May 13, 2009

Ten Ways to Make Your Web Site Load Faster

By:

Hostway Team

Online shoppers will wait a maximum of four seconds for your page to load before clicking away, according to a 2006 JupiterResearch study. Shaving seconds off your page loading times can increase your sales and your bottom line. Here are some tips for cutting your Web page load times.

1. Break up long pages into several shorter pages.

Image files are large and take a long time to load. While ecommerce Web sites are full of product images, one simple way to cut down the time it takes for the page to load is to break each product category into several different pages and allow the visitor to click through them, downloading more images with each click.

2. Cut any unnecessary elements from the page.

Take a good, hard look at your Web pages. How does each element help you meet your goals? If you find anything that is not directly involved in the sales process, eliminate it. Smaller pages load faster.

3. Remove excess white space from your coding.

What could be easier than running through your code and deleting all of the extra spaces? This simple task can cut bytes of data from your page, and every little bit counts.

4. Clean up unnecessary code.

Removing useless code is a great way to cut down on the size of your page without sacrificing content. It's especially important if you use a WYSIWYG HTML editor like Dreamweaver. These editors tend to insert unnecessary tags that can slow browsers down.

5. Use cascading style sheets (CSS) instead of tables to design your pages.

Pages built using external CSS load faster than pages designed with tables. CSS pages begin to display content as soon as it's loaded, so viewers can see the top portion of the page before the bottom has loaded while tables are displayed all at once. Browsers also can read CSS faster, and because it applies to all pages, it doesn't need to be read when new pages are clicked on.

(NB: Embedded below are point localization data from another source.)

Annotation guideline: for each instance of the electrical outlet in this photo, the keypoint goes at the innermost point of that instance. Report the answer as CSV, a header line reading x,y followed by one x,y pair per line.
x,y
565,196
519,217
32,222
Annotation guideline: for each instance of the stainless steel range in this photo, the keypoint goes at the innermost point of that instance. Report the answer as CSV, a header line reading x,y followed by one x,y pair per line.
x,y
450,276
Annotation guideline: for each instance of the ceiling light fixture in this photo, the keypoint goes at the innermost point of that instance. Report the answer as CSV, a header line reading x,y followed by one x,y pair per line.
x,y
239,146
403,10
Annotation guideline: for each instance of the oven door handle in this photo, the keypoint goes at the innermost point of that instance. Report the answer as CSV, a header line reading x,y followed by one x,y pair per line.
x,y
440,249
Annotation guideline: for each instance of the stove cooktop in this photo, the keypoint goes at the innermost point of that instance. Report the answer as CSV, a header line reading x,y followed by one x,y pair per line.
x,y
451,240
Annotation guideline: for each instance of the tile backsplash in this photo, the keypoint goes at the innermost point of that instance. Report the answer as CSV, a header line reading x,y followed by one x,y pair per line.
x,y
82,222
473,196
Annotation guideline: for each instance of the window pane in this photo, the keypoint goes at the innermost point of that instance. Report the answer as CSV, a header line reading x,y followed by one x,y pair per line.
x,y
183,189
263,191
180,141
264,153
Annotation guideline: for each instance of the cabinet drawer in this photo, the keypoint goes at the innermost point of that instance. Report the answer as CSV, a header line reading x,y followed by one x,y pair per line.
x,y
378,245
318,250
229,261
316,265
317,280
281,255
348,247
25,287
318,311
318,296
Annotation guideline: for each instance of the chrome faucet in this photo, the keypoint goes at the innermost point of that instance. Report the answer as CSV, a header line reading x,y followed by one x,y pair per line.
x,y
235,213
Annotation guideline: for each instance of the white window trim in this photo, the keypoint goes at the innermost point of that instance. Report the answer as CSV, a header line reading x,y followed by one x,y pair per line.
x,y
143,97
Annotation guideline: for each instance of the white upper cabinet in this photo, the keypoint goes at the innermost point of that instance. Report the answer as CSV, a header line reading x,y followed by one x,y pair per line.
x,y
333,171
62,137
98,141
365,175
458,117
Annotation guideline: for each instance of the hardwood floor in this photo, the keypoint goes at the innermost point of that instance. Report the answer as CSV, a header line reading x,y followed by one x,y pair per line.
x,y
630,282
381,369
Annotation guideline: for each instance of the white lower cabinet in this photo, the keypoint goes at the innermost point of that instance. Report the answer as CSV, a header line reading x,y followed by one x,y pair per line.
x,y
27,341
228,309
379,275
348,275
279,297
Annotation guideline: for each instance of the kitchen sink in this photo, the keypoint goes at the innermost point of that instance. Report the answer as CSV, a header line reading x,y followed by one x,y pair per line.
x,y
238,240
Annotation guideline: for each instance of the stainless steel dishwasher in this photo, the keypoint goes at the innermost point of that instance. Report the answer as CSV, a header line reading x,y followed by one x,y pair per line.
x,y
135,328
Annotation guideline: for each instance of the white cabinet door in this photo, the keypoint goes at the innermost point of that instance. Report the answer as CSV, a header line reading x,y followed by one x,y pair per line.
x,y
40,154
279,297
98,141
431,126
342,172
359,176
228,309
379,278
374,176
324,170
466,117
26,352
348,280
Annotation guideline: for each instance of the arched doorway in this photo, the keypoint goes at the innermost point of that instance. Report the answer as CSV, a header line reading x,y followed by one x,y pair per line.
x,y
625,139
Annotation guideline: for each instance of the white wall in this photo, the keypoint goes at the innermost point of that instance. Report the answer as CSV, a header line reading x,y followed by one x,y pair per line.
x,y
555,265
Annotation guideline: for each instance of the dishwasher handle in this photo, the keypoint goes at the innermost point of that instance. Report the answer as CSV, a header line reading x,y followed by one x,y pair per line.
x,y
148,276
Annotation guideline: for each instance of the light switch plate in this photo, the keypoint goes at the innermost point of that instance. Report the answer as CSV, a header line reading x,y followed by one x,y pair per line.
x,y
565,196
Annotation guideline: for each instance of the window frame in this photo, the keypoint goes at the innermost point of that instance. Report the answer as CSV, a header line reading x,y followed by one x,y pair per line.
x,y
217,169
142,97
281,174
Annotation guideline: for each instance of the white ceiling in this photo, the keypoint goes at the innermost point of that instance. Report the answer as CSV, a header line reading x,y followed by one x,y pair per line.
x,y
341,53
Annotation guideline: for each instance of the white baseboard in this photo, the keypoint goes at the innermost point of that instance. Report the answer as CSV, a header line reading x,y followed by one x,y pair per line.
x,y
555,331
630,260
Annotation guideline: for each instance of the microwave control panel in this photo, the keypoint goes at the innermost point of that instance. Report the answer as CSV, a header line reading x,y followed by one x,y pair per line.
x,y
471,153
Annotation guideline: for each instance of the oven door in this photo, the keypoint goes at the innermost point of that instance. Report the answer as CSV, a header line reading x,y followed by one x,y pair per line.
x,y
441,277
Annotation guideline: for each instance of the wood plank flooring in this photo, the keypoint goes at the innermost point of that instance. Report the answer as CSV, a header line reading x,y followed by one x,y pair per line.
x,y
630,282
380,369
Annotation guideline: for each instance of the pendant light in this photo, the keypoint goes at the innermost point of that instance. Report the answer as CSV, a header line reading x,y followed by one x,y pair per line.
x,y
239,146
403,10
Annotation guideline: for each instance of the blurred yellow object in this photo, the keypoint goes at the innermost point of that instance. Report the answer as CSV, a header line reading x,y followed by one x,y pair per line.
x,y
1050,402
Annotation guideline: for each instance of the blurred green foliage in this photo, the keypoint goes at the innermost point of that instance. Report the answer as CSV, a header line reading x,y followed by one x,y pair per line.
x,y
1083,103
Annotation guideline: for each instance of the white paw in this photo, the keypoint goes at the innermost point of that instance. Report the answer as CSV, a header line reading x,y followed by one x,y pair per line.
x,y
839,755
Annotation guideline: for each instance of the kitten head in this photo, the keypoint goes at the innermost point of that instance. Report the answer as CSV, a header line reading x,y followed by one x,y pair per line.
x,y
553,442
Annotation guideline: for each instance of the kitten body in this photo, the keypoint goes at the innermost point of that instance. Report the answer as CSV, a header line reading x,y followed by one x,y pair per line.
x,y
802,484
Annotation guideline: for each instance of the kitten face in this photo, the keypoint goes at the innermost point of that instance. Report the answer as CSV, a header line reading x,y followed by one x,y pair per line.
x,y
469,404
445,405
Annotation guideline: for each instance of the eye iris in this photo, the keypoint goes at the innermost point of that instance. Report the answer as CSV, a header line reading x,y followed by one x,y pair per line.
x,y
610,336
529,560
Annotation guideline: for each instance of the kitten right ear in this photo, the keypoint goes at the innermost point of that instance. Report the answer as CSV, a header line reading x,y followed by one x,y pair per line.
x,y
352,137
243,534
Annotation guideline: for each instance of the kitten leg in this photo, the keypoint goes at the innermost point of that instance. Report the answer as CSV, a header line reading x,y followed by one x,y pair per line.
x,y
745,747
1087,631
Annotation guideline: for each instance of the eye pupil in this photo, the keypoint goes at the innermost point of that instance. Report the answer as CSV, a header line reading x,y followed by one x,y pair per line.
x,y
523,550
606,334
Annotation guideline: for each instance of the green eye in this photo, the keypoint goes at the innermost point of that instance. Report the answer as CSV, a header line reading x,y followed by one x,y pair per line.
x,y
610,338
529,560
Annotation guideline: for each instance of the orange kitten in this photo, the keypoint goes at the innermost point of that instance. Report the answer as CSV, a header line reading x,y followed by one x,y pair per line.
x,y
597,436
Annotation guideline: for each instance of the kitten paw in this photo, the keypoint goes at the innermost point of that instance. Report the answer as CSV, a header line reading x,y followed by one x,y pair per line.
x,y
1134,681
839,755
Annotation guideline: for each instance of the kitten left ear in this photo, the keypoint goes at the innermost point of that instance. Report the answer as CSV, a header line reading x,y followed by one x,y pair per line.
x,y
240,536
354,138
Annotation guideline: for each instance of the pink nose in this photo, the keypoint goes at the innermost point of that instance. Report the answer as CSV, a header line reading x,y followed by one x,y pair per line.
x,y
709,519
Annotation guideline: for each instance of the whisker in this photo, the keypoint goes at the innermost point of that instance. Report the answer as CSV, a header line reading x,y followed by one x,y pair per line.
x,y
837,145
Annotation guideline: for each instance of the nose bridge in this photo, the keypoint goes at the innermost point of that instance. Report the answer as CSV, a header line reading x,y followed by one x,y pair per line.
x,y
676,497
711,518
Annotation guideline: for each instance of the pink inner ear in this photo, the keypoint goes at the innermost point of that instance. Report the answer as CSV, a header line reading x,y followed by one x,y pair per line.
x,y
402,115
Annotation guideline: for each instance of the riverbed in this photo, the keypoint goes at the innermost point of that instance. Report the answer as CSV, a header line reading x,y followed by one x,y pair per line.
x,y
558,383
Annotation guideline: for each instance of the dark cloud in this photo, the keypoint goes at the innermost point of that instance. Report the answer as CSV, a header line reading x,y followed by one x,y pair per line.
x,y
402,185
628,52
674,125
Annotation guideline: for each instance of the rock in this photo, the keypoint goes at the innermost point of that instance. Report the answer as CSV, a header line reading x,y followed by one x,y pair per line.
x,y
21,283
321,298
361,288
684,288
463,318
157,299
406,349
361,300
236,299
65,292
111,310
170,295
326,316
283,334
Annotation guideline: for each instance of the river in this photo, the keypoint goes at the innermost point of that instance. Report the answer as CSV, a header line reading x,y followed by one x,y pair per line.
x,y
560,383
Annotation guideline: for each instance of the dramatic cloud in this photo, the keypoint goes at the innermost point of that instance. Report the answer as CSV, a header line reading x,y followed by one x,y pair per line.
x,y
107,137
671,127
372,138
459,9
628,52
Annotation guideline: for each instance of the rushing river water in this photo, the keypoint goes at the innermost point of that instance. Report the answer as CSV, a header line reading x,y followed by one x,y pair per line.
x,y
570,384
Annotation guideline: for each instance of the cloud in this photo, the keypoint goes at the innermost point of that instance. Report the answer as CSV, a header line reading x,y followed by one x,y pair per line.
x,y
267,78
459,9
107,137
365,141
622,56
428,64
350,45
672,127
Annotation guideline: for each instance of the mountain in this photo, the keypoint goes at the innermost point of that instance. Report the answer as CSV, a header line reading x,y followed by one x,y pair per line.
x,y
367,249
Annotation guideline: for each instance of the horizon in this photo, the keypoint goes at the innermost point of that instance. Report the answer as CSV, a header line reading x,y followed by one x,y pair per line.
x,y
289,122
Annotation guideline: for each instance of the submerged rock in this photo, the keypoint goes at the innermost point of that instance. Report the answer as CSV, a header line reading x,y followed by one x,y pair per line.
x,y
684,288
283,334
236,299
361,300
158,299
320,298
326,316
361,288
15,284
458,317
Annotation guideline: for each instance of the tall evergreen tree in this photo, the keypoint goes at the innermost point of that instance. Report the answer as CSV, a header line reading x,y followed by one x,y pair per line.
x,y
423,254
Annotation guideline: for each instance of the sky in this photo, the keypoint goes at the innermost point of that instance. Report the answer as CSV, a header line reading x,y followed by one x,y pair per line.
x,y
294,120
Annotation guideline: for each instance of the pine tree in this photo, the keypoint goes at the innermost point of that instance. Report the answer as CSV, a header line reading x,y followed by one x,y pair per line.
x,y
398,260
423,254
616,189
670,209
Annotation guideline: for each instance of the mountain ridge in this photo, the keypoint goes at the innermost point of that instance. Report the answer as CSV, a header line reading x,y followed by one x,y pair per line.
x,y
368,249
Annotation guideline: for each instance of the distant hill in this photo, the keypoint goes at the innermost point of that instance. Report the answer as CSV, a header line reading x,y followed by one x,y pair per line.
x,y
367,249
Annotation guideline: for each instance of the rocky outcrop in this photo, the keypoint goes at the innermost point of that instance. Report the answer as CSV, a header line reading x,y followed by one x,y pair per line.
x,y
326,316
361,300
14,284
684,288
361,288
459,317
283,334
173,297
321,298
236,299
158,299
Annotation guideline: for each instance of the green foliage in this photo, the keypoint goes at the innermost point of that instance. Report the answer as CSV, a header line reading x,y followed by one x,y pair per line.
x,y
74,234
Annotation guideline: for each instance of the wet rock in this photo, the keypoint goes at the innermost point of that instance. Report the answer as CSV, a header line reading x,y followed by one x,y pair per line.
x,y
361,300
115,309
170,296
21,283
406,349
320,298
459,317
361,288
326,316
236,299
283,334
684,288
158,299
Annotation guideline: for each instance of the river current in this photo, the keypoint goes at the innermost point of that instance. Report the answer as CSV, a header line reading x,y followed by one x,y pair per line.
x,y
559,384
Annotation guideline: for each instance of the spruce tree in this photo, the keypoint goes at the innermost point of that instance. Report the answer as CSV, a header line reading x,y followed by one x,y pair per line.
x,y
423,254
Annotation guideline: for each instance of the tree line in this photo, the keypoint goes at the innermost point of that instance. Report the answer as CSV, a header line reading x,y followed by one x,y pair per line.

6. Reduce the size of your images files.

One easy way to cut the size of your images is to crop them. Trimming off unnecessary parts of the picture can lower the file size without lowering its quality. Another great way to reduce the file size is to convert to a lower resolution. Reduce high resolution pictures to 72 dpi, the standard resolution for images on the Web.

7. Use Asynchronous JavaScript and XML (AJAX) on your pages.

AJAX makes Web pages appear to load faster. Because it exchanges small amounts of data with the server behind the scenes asynchronously, the viewer is never looking at a blank screen waiting for a page to load.

8. Combine repetitive scripts into a single, external script.

When you use the same script on more than one page, the browser has to reload the script each time it appears. Make it a single external script, and it can be cached in the browser, so it only needs to be loaded once.

9. Define image height and width with tags.

Height and width tags tell the browser exactly how large the image will be, so it can load other elements of the page while the image loads. If you do not define the image size, the browser must wait for the image to load before it can load the text.

10. Use a content delivery network (CDN).

A CDN uses a network of servers to cache data and identify the fastest delivery route to the end user. A CDN can make image-heavy and multimedia pages load very quickly. But a CDN may be too expensive for some small companies.